We can make the query more flexible to account for different contexts. With this we combine the power of traditional querying with vector search.

Code
def sql_array_distance_from_search(conn, model, search_term):
    id = fetch_top_search_id(conn, model, search_term)
    ref_vec = (
        conn.sql(f"select embedding from card_embedding where id='{id}'")
        .fetchone()[0]
    )
    emb_dim = len(ref_vec)
    ref_vec_str = "ARRAY[" + ",".join(f"CAST({x} AS DOUBLE)" for x in ref_vec) + "]"
    return f"array_distance(embedding, {ref_vec_str}::DOUBLE[{emb_dim}])"

db.sql(f""" 
select 
    name
    , oracle_text
    , {sql_array_distance_from_search(db, model, 'when you cycle')} as dist
from card_embedding
left join card using(id)
where 1=1
    and layout = 'normal'
    and cmc = 2
order by dist asc
limit 9
""")
┌────────────────────────┬─────────────────────────────────────────────────────────────────────────────────────────────────────────────────────────────────────────────────┬───────────────────────┐
│          name          │                                                                   oracle_text                                                                   │         dist          │
│        varchar         │                                                                     varchar                                                                     │        double         │
├────────────────────────┼─────────────────────────────────────────────────────────────────────────────────────────────────────────────────────────────────────────────────┼───────────────────────┤
│ Drannith Healer        │ Whenever you cycle another card, you gain 1 life.\nCycling {1} ({1}, Discard this card: Draw a card.)                                           │ 4.804520544858501e-17 │
│ Drannith Stinger       │ Whenever you cycle another card, this creature deals 1 damage to each opponent.\nCycling {1} ({1}, Discard this card: Draw a card.)             │    0.7654649610995645 │
│ Witherbloom Apprentice │ Magecraft — Whenever you cast or copy an instant or sorcery spell, each opponent loses 1 life and you gain 1 life.                              │    0.9166975304148206 │
│ Blessed Wine           │ You gain 1 life.\nDraw a card at the beginning of the next turn's upkeep.                                                                       │    0.9202103106272829 │
│ Revitalize             │ You gain 3 life.\nDraw a card.                                                                                                                  │    0.9227281467739591 │
│ Disciple of Law        │ Protection from red\nCycling {2} ({2}, Discard this card: Draw a card.)                                                                         │    0.9279500413320395 │
│ Soul Shepherd          │ {W}, Exile a creature card from your graveyard: You gain 1 life.                                                                                │    0.9443892064122495 │
│ Syndic of Tithes       │ Extort (Whenever you cast a spell, you may pay {W/B}. If you do, each opponent loses 1 life and you gain that much life.)                       │     0.950814787176584 │
│ Samite Herbalist       │ Whenever this creature becomes tapped, you gain 1 life and scry 1. (Look at the top card of your library.

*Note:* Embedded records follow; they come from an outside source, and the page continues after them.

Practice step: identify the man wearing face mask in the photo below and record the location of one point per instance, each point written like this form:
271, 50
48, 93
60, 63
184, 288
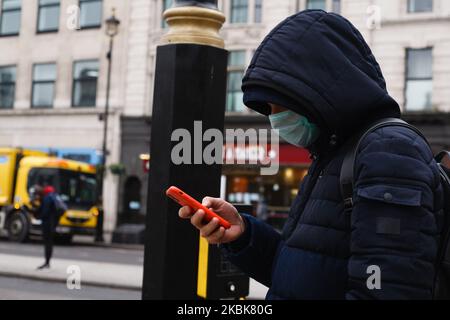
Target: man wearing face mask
316, 79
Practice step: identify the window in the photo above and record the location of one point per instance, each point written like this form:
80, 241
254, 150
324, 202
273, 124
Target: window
239, 11
48, 16
420, 5
85, 74
91, 13
10, 17
336, 6
236, 66
7, 87
166, 5
44, 77
258, 11
419, 79
316, 4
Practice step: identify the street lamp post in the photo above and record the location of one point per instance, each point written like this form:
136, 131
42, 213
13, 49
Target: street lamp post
112, 29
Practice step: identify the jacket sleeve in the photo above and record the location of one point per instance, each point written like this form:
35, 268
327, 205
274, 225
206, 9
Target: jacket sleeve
394, 226
255, 251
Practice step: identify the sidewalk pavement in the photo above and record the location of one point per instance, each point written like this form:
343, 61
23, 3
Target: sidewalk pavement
101, 274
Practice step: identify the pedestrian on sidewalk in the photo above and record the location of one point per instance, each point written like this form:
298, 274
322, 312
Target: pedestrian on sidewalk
319, 84
48, 212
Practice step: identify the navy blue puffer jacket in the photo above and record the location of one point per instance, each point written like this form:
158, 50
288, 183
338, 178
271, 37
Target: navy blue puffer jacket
318, 64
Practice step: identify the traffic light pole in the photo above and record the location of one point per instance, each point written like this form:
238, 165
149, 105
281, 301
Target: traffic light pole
190, 86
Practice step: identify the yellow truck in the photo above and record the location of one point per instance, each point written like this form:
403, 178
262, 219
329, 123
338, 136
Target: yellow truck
74, 181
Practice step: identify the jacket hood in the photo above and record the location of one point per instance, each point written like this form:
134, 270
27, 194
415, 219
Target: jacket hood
317, 64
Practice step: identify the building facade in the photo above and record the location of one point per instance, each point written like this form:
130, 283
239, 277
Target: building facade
410, 39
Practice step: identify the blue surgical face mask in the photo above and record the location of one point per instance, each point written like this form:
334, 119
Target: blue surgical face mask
294, 128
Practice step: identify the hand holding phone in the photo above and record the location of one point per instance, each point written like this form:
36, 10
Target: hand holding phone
185, 200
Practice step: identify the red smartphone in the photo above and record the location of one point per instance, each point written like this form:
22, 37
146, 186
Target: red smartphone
184, 199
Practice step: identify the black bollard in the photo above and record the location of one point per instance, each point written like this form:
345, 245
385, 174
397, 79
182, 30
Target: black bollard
190, 85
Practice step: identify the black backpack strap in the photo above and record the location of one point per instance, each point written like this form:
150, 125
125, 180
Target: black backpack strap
347, 169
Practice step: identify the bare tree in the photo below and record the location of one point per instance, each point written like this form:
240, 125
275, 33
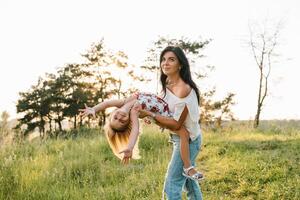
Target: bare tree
263, 43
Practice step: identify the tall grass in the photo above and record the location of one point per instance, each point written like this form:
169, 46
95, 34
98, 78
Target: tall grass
238, 162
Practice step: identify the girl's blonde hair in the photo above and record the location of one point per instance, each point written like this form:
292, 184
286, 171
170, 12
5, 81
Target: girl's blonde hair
118, 140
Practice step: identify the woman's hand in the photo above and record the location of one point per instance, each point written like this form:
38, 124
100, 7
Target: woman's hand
87, 111
145, 113
127, 155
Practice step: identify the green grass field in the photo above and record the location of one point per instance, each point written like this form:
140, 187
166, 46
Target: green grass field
238, 162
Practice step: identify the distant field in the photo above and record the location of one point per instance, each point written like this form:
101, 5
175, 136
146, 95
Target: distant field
238, 162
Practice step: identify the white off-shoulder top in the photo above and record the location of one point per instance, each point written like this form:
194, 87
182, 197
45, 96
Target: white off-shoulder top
176, 106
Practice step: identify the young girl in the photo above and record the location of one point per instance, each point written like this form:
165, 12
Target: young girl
122, 127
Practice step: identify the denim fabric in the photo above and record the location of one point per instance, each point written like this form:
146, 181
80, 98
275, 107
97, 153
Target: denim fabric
175, 182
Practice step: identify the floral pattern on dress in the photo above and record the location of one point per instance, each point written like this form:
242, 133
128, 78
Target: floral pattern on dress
153, 103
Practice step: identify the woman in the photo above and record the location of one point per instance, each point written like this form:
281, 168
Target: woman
182, 96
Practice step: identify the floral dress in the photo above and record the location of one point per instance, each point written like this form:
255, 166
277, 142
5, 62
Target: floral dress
153, 103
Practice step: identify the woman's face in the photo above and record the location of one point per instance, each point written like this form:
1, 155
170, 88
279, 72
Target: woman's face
119, 119
169, 63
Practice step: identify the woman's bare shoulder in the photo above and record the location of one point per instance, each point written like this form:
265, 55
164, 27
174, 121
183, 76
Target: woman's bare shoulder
183, 90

You may put that card on the bottom.) │    0.9514616126869583 │
└────────────────────────┴─────────────────────────────────────────────────────────────────────────────────────────────────────────────────────────────────────────────────┴───────────────────────┘

What’s next?

I think I need better recommendations before I go any further. The results need to be “good enough,” but they’re not quite there. I’ll have to look into what it takes to refine the model for my use-case.

Making an app (probably a simple webapp) would be the most helpful interface. Even 5-10 recommendations would be helpful.